The suboptimal therapy received by many patients having evidence of myocardial ischemia in our registry, while disappointing, is in keeping with real-world data on unselected patients with CAD. While optimal therapy as previously described was relatively more common among subjects undergoing revascularization, multivariable analysis accounting for the potential confounding effects of specific drug agents showed that the beneficial impact of revascularization on myocardial ischemia was independent from such potential moderators. Another key feature of our work is that we excluded pre hoc patients with abnormal LVEF or EDVI, thus limiting their confounding effects.22

This work has several limitations, which mainly have to do with the observational and retrospective design. Extensive analyses, including propensity score adjustment and matching, should have reduced, though, the risk of selection bias.
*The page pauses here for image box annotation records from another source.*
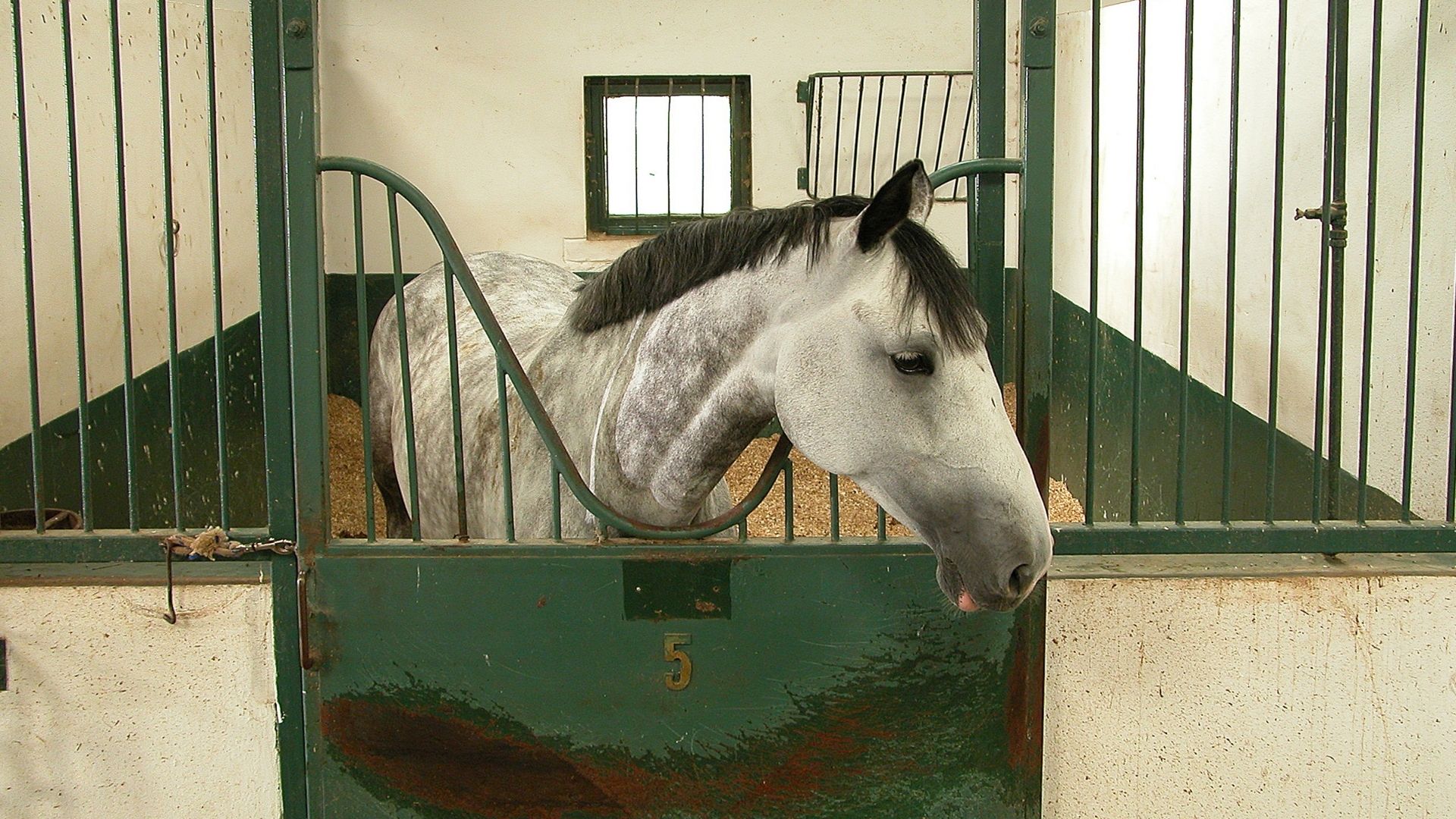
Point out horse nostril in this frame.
[1006,563,1037,598]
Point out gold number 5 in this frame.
[663,634,693,691]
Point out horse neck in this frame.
[598,256,804,517]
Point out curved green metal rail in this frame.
[318,156,793,541]
[318,156,1021,541]
[930,156,1022,188]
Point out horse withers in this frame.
[369,160,1051,610]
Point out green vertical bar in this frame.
[61,2,95,532]
[1170,0,1194,525]
[202,0,231,529]
[1356,0,1382,523]
[108,0,140,532]
[891,74,902,167]
[1401,0,1429,522]
[1264,0,1288,523]
[663,77,673,218]
[914,74,930,158]
[1309,0,1339,523]
[10,0,46,532]
[1006,0,1054,816]
[849,76,855,196]
[830,77,845,196]
[949,77,975,199]
[282,0,329,554]
[1446,284,1456,523]
[1127,3,1147,523]
[351,171,375,542]
[972,0,1015,383]
[1325,0,1350,517]
[931,74,954,168]
[268,555,309,819]
[828,472,839,541]
[157,0,182,531]
[1016,0,1056,504]
[551,462,560,541]
[783,460,793,544]
[1222,0,1242,523]
[805,77,824,196]
[389,191,419,541]
[252,0,303,541]
[1082,0,1102,525]
[266,0,309,804]
[444,259,470,538]
[495,359,516,542]
[869,74,879,191]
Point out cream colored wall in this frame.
[318,0,973,270]
[1043,558,1456,819]
[0,555,1456,819]
[0,0,258,443]
[0,580,282,819]
[1056,0,1456,516]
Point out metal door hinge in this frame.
[1294,202,1350,248]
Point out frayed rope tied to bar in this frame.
[162,526,294,623]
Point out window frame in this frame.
[582,74,753,236]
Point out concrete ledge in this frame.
[1050,552,1456,580]
[0,560,268,586]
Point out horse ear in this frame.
[858,158,935,251]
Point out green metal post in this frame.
[252,0,297,538]
[967,0,1012,383]
[282,0,329,548]
[1008,0,1057,816]
[278,0,329,817]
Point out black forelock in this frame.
[571,196,986,350]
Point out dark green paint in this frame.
[312,545,1040,817]
[0,315,268,531]
[1051,296,1401,522]
[622,560,733,621]
[1053,519,1456,555]
[582,74,753,236]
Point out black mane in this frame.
[571,196,986,350]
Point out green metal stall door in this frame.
[310,545,1043,817]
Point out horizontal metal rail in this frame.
[318,156,1021,542]
[318,156,793,541]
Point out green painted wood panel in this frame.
[0,313,268,529]
[310,544,1041,819]
[1051,294,1401,520]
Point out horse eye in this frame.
[890,353,935,376]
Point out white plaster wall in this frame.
[0,0,258,443]
[1056,0,1456,516]
[1043,576,1456,819]
[0,583,282,819]
[318,0,990,270]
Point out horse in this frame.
[367,160,1051,610]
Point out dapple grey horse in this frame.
[369,160,1051,610]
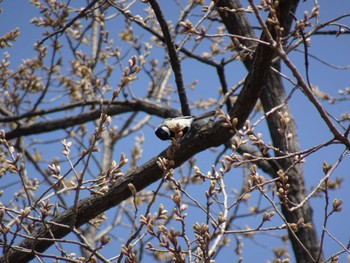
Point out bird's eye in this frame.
[155,127,171,141]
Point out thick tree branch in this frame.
[6,100,180,140]
[0,2,273,262]
[218,0,320,262]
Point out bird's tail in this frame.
[194,110,215,121]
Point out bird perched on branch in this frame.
[154,111,215,141]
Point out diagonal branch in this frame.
[6,100,180,140]
[148,0,191,116]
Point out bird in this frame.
[154,111,215,141]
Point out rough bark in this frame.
[217,0,320,263]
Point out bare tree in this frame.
[0,0,350,262]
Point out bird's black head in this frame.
[155,126,175,141]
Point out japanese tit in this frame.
[154,111,215,141]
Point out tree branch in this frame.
[148,0,191,116]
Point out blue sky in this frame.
[0,0,350,262]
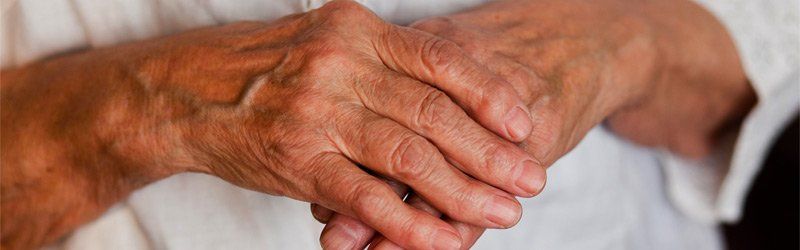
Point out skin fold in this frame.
[312,0,756,249]
[0,1,545,249]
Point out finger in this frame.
[369,194,485,249]
[311,203,334,224]
[376,26,532,142]
[315,154,461,249]
[311,179,408,225]
[320,179,408,249]
[354,70,546,197]
[332,109,521,228]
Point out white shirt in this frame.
[0,0,800,249]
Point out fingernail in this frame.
[515,160,547,197]
[433,229,461,249]
[506,106,533,141]
[484,196,522,228]
[369,239,403,250]
[322,226,355,249]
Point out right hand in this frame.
[104,1,545,248]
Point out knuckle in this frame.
[389,136,432,181]
[414,88,456,131]
[320,0,375,24]
[350,182,388,218]
[422,37,464,69]
[481,142,514,178]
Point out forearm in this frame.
[0,47,180,249]
[609,1,756,157]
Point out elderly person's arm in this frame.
[0,1,544,249]
[313,0,755,249]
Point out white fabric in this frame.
[0,0,800,249]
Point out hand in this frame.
[312,1,753,249]
[2,1,544,248]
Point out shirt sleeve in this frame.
[661,0,800,223]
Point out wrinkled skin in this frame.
[312,0,755,249]
[2,1,545,249]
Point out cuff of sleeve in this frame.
[661,71,800,223]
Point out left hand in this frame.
[312,0,754,249]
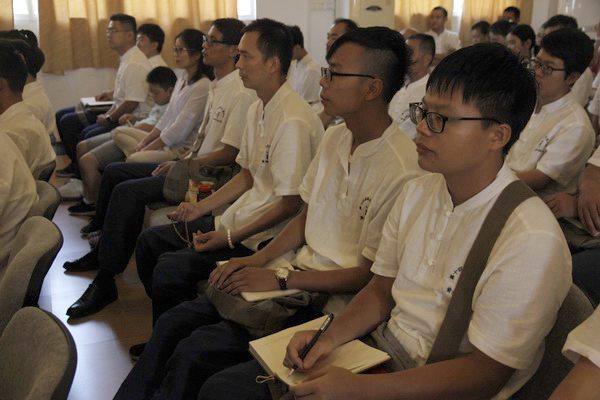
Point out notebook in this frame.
[250,316,390,386]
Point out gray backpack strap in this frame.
[427,180,536,364]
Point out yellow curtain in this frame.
[460,0,535,46]
[394,0,453,32]
[39,0,237,72]
[0,0,14,31]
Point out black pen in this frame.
[288,313,333,376]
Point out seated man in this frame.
[287,25,321,104]
[0,39,56,172]
[0,45,37,268]
[425,7,460,65]
[117,28,421,399]
[64,18,256,318]
[389,33,435,139]
[135,24,167,68]
[550,308,600,400]
[282,44,571,400]
[506,29,594,196]
[56,14,152,177]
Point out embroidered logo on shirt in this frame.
[358,197,371,219]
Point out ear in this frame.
[489,124,512,150]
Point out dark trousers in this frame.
[573,248,600,307]
[96,163,165,275]
[56,107,119,163]
[135,220,254,321]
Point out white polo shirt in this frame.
[0,132,37,270]
[506,94,595,196]
[288,54,321,104]
[156,74,210,148]
[562,307,600,368]
[571,68,594,107]
[371,164,571,399]
[23,81,58,139]
[220,82,323,250]
[192,69,258,157]
[293,123,423,312]
[0,101,56,172]
[425,29,461,54]
[148,54,169,69]
[113,46,154,115]
[388,74,429,139]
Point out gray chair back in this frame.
[513,285,594,400]
[32,160,56,182]
[0,217,63,333]
[27,181,60,221]
[0,307,77,400]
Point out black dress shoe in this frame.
[67,281,119,318]
[63,250,100,272]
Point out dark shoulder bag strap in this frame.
[427,180,536,364]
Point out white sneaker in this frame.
[58,179,83,200]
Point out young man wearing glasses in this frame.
[506,29,595,197]
[285,44,571,400]
[115,28,421,399]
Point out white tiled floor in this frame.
[40,156,151,400]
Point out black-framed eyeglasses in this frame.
[409,103,502,133]
[529,58,567,75]
[321,67,376,82]
[202,35,238,47]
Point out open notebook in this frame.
[219,257,301,303]
[250,316,390,386]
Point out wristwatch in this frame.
[275,268,290,290]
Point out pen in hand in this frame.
[288,313,334,376]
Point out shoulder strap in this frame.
[427,180,536,364]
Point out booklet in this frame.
[250,316,390,386]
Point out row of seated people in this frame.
[38,13,593,398]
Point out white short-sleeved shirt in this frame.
[288,54,321,104]
[220,82,323,250]
[0,132,36,268]
[506,93,595,196]
[388,74,429,139]
[113,46,154,115]
[156,74,210,148]
[23,81,58,139]
[571,68,594,107]
[563,307,600,368]
[148,54,169,69]
[371,164,571,399]
[0,101,56,172]
[425,29,461,54]
[293,123,423,312]
[192,69,258,157]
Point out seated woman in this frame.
[69,29,214,215]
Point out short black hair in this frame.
[542,14,579,29]
[431,6,448,18]
[242,18,293,75]
[471,21,490,35]
[175,29,215,84]
[490,19,517,37]
[211,18,246,45]
[333,18,358,33]
[327,26,410,103]
[504,6,521,19]
[0,43,27,93]
[541,28,594,77]
[408,33,435,62]
[110,14,137,33]
[146,67,177,90]
[427,43,537,154]
[137,24,165,53]
[288,25,304,48]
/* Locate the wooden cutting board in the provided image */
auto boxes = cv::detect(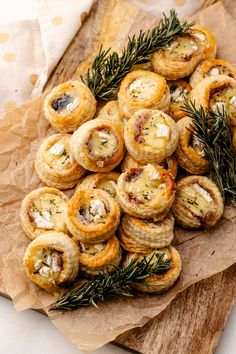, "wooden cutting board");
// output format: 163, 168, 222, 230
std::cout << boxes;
0, 0, 236, 354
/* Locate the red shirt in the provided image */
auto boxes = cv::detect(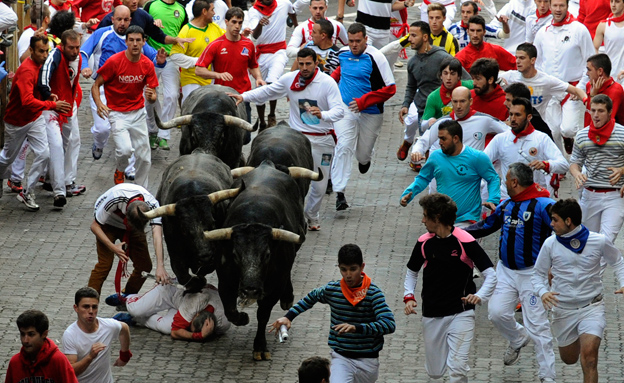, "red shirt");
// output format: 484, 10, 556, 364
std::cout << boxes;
585, 77, 624, 126
470, 85, 509, 121
4, 57, 56, 126
98, 51, 158, 112
577, 0, 611, 40
455, 41, 516, 72
195, 35, 258, 94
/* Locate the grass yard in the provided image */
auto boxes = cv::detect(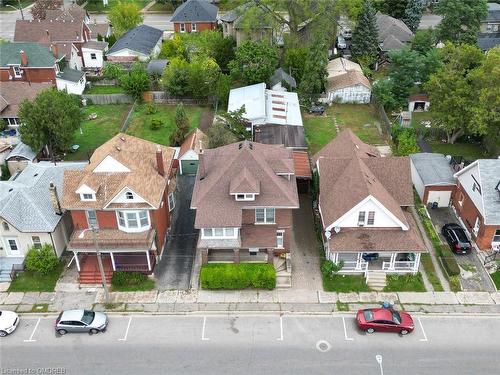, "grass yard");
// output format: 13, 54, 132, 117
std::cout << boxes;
65, 104, 131, 160
127, 104, 204, 146
8, 262, 64, 292
303, 104, 386, 155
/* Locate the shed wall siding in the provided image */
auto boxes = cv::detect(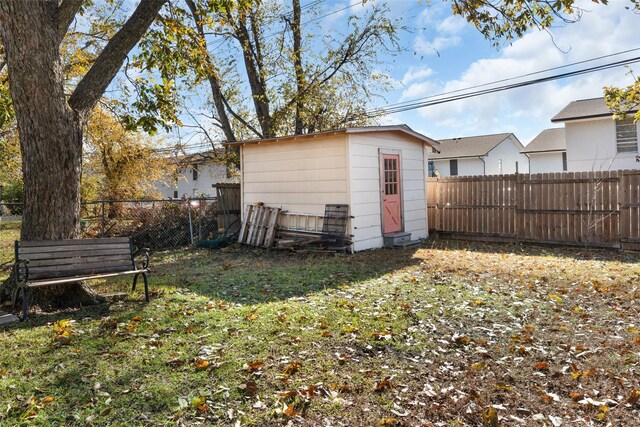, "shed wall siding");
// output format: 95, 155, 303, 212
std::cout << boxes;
565, 117, 640, 172
434, 157, 484, 176
529, 152, 564, 173
242, 135, 349, 214
348, 132, 427, 251
484, 136, 529, 175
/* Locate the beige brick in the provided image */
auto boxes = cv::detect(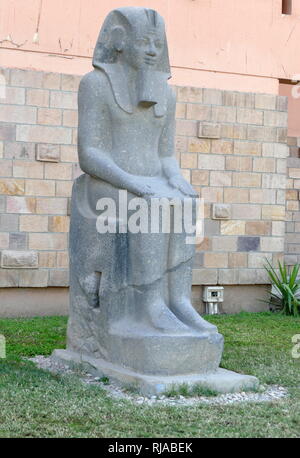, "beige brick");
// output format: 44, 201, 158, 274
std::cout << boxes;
63, 110, 78, 127
192, 269, 218, 285
1, 250, 38, 269
37, 108, 62, 126
177, 86, 203, 103
261, 237, 284, 252
212, 236, 237, 252
232, 172, 261, 188
50, 91, 77, 110
221, 124, 248, 140
39, 251, 57, 268
237, 108, 264, 125
20, 215, 48, 232
248, 253, 272, 269
13, 160, 44, 178
36, 197, 68, 215
29, 233, 67, 250
210, 172, 232, 186
45, 163, 72, 180
181, 169, 191, 183
0, 232, 9, 250
232, 204, 261, 220
175, 103, 186, 119
49, 216, 70, 232
186, 103, 211, 121
203, 88, 223, 105
176, 119, 197, 137
25, 180, 55, 197
175, 137, 187, 153
224, 188, 249, 204
253, 157, 276, 172
211, 106, 236, 122
56, 181, 73, 197
49, 269, 69, 286
6, 196, 36, 213
262, 173, 286, 189
204, 253, 228, 268
234, 141, 261, 156
228, 253, 248, 268
188, 138, 211, 153
61, 75, 81, 92
212, 203, 231, 220
16, 125, 72, 144
0, 269, 19, 288
19, 270, 48, 288
198, 154, 225, 170
250, 189, 276, 204
286, 189, 299, 200
272, 221, 285, 237
218, 269, 239, 285
192, 170, 209, 186
248, 125, 277, 142
255, 94, 276, 110
211, 140, 233, 154
0, 178, 25, 196
57, 251, 69, 269
26, 89, 49, 107
261, 205, 285, 221
286, 200, 299, 212
201, 187, 223, 202
276, 159, 287, 174
1, 86, 25, 105
180, 153, 198, 169
245, 221, 271, 235
36, 144, 60, 162
221, 220, 246, 235
264, 111, 287, 127
198, 122, 221, 138
0, 105, 36, 123
0, 159, 12, 177
226, 156, 252, 172
262, 143, 289, 159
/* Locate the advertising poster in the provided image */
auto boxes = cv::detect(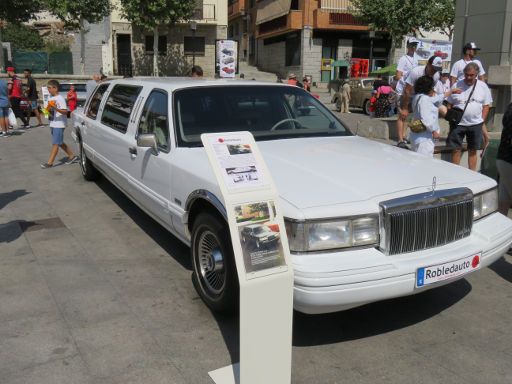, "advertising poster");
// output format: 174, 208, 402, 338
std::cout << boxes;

In addition, the decision to perform repeat MPS was based on clinical criteria, and thus there is an inherent and strong selection bias in performing a repeat MPS, especially after a normal or near-normal baseline MPS. Yet, the nonrandomized design may give indirect advantages to the medical therapy group, as this approach is commonplace in patients at lower risk, or even without CAD, leading to an underestimation of adverse events in the medical therapy group. A formal evaluation of the prognostic impact of changes in MIS after baseline MPS was beyond our scope, but recent evidence supporting the prognostic importance of changes in myocardial ischemia (and thus possibly in severity as well) are available elsewhere.11,12,19 Finally, the withdrawal of anti-anginal medications before MPS may have led to an overestimation of ischemic burden, favoring those undergoing revascularization.

New Knowledge Gained

Myocardial perfusion scintigraphy (MPS) represents a valid means to appraise the comparative impact of medical therapy vs coronary revascularization in patients with coronary artery disease. In our large retrospective cohort of patients undergoing serial MPS, revascularization appeared superior to medical therapy in reducing ischemic burden among those with moderate or severe ischemia at baseline, and even more so in normalizing myocardial perfusion.